I am interested in the theoretical consideration of the bit strength of an encryption key and its precursor.
Assume a given environment as follows:
a. My encryption algorithm is AES-256
b. My key derivation function is PBKDF2 with HMAC-SHA1 with
b1. Salt strength of 128 bit (32 chars of a truely random hex string)
b2. Iteration count is 4096
My objective is to achieve 256 bit "encryption strength" based on the above environment
Evidently, I can not achieve a "true 256-bit total strength" with the environment as stated above, since the randomness provided by the SHA1 in the PBKDF2 standard is at most 160 bit.

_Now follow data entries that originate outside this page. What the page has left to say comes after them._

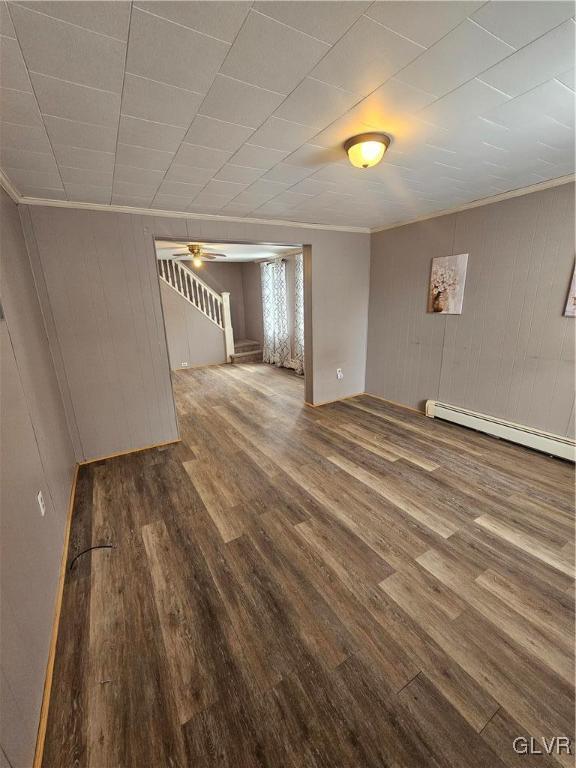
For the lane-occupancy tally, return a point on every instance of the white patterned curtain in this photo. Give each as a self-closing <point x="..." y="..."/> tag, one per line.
<point x="275" y="314"/>
<point x="298" y="351"/>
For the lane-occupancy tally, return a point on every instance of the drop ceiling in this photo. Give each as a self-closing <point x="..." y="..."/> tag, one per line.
<point x="233" y="251"/>
<point x="240" y="109"/>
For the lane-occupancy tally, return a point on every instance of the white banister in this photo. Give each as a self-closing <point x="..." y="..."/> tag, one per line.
<point x="214" y="306"/>
<point x="228" y="331"/>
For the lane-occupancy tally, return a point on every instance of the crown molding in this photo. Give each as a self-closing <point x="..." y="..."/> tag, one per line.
<point x="185" y="215"/>
<point x="7" y="185"/>
<point x="558" y="182"/>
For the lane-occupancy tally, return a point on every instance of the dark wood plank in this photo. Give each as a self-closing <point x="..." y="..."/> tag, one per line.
<point x="351" y="586"/>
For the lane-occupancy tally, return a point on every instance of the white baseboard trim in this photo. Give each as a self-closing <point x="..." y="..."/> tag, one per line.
<point x="546" y="442"/>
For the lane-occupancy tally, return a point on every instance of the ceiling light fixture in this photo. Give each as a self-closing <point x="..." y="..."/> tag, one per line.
<point x="366" y="149"/>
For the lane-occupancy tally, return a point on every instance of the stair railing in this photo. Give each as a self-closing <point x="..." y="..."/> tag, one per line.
<point x="213" y="305"/>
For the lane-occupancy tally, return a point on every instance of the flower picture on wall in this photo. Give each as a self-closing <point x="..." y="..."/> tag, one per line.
<point x="570" y="310"/>
<point x="447" y="280"/>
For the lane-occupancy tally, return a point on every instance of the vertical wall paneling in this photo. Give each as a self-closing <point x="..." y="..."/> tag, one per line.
<point x="36" y="454"/>
<point x="110" y="330"/>
<point x="511" y="351"/>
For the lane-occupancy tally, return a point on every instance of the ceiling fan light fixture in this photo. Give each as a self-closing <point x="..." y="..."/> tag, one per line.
<point x="366" y="149"/>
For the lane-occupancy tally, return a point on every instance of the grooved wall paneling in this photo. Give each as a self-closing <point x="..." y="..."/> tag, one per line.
<point x="36" y="454"/>
<point x="102" y="290"/>
<point x="511" y="351"/>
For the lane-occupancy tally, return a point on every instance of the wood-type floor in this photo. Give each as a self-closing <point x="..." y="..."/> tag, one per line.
<point x="349" y="586"/>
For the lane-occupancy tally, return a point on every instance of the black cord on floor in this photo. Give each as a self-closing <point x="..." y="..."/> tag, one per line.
<point x="96" y="546"/>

From RSA Document "PKCS #5 v2.0: Password-Based Cryptography Standard", March 25, 1999:
"The length of the derived key is essentially unbounded. (However, the maximum effective search space for the derived key may be limited by the structure of the underlying pseudorandom function"
and
"....Thus, even if a long derived key consisting of several pseudorandom function outputs is produced from a key, the effective search space for the derived key will be at most 160 bits. Although the specific limitation for other key sizes depends on details of the HMAC construction, one should assume, to be conservative, that the effective search space is limited to 160 bits for other key sizes as well."
My questions is: Since the most I can expect is "160-bit encryption strength" from my existing environment, if I feed the result of the PBKDF2 output to a Skein 512-512 hash function, and use the left-most 61 hex (=244 bit) characters of its output as an encryption key, will I then have my sought-after 256-bit total encryption strength (I have added the 12 bit extra "strength", due to iteration count, to my calculations)?